Students will decide today and Thursday if the Minnesota Student Association’s presidential elections should use instant runoff voting.
The proposed system would allow voters to rank candidates in order of preference, although they would not be required to do so.
If approved, it is unclear how instant runoff voting will affect next year’s presidential elections.
Minnesota Public Interest Research Group contends the current “winner-take-all” system stifles democracy. The group put the referendum on this year’s ballot to allow instant runoff voting.
The MSA constitution states that once an amendment is on the ballot, it is effective once it receives a majority vote.
But the All-Campus Elections Commission Rules specify that all referenda are nonbinding.
MPIRG members said instant runoff voting is more representative of voters’ wishes.
“The main reason you push for instant runoff voting is it makes the elections more representative of what the entire electorate wants,” said Shaun Laden, an MPIRG member.
Under the current system the candidate with the highest percentage of votes wins.
Instant runoff voting only takes effect if the winning candidate receives less than 50 percent of the vote.
If that happens, the candidate with the least amount of first-preference votes is eliminated from the ballots and the votes are tallied again.
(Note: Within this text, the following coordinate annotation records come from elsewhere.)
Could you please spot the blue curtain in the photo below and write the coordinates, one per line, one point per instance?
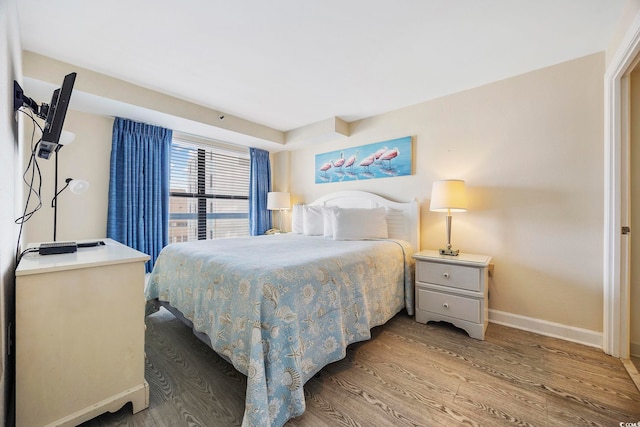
(138, 214)
(260, 185)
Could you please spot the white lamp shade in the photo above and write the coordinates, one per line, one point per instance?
(277, 200)
(78, 186)
(448, 195)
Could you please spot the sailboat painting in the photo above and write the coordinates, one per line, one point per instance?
(378, 160)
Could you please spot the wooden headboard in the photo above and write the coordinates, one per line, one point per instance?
(403, 219)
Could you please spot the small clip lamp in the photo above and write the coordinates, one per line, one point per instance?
(76, 186)
(448, 196)
(278, 201)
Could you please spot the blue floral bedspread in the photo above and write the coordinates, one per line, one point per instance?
(282, 307)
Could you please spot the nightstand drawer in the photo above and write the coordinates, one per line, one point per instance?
(468, 309)
(455, 276)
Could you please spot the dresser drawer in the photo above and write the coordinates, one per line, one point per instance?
(468, 309)
(455, 276)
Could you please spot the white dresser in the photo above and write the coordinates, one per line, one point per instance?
(453, 289)
(79, 335)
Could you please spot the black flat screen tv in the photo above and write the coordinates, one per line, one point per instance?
(56, 114)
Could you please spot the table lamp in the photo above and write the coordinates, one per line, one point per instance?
(278, 201)
(448, 196)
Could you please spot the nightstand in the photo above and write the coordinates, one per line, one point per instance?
(453, 289)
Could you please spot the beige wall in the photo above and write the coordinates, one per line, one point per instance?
(10, 57)
(629, 14)
(530, 150)
(87, 157)
(635, 213)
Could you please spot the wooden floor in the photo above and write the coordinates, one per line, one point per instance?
(407, 374)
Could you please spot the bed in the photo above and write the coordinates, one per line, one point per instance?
(281, 307)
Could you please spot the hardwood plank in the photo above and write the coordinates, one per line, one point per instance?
(407, 374)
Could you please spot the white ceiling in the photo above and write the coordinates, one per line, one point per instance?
(289, 63)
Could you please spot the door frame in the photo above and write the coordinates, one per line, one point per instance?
(616, 286)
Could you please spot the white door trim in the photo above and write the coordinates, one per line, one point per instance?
(616, 199)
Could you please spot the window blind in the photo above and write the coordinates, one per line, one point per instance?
(209, 192)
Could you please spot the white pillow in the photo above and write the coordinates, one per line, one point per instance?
(327, 217)
(360, 224)
(312, 221)
(296, 219)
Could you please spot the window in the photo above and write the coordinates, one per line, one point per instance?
(209, 192)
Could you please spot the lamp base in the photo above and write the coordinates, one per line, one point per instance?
(449, 251)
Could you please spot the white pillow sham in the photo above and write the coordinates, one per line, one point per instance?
(360, 224)
(312, 221)
(296, 220)
(328, 213)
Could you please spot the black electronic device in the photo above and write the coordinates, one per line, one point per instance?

The process is repeated until a candidate with a majority of votes wins.
Critics of instant runoff voting said it is unconstitutional.
“I think it’s very undemocratic,” said Amanda Hutchings, MSA legislative affairs chairwoman. “It completely obliterates the one person, one vote ideal.”
Several MSA presidential candidates have spoken out against the idea.
Bob Gindorff, Mike May and Tom Zearley oppose it, while Ashley Sierra, Jason Will and Brian Adamovich support it.
Candidates who oppose the amendment said they will support it if the students do.
MPIRG members said the issue is not partisan, but MSA President Eric Dyer said he believes it is.
The Republican-controlled State House defeated a bill last month that would have allowed Roseville, Minn., to use instant runoff voting in a city council election.
On campus, the University DFL officially endorsed instant runoff voting last fall, said Austin Miller, the group’s president.
MPIRG originally approached MSA about the amendment last fall, though MSA Forum member Josh Colburn said MPIRG never spoke to the Forum about it.
“A lot of people would have appreciated it if MPIRG would have approached more student government representatives,” he said.
Laden said they approached Hutchings, a College Republican, and Martin Andrade, MSA Forum speaker and Campus Republican, about the issue.
“We didn’t get a good reception,” Laden said.
He said his group then decided to collect signatures from 10 percent of the undergraduate student body, which would allow the measure to be voted on by students via referendum, according to the MSA constitution.
Zearley, who is also MSA facilities and housing chairman, criticized the way MPIRG put the initiative on the ballot. He said collecting the signatures does not mean 10 percent of the students support it.
“Students will sign anything without reading it,” he said during last week’s presidential debates. “I question how many students understood what they signed.”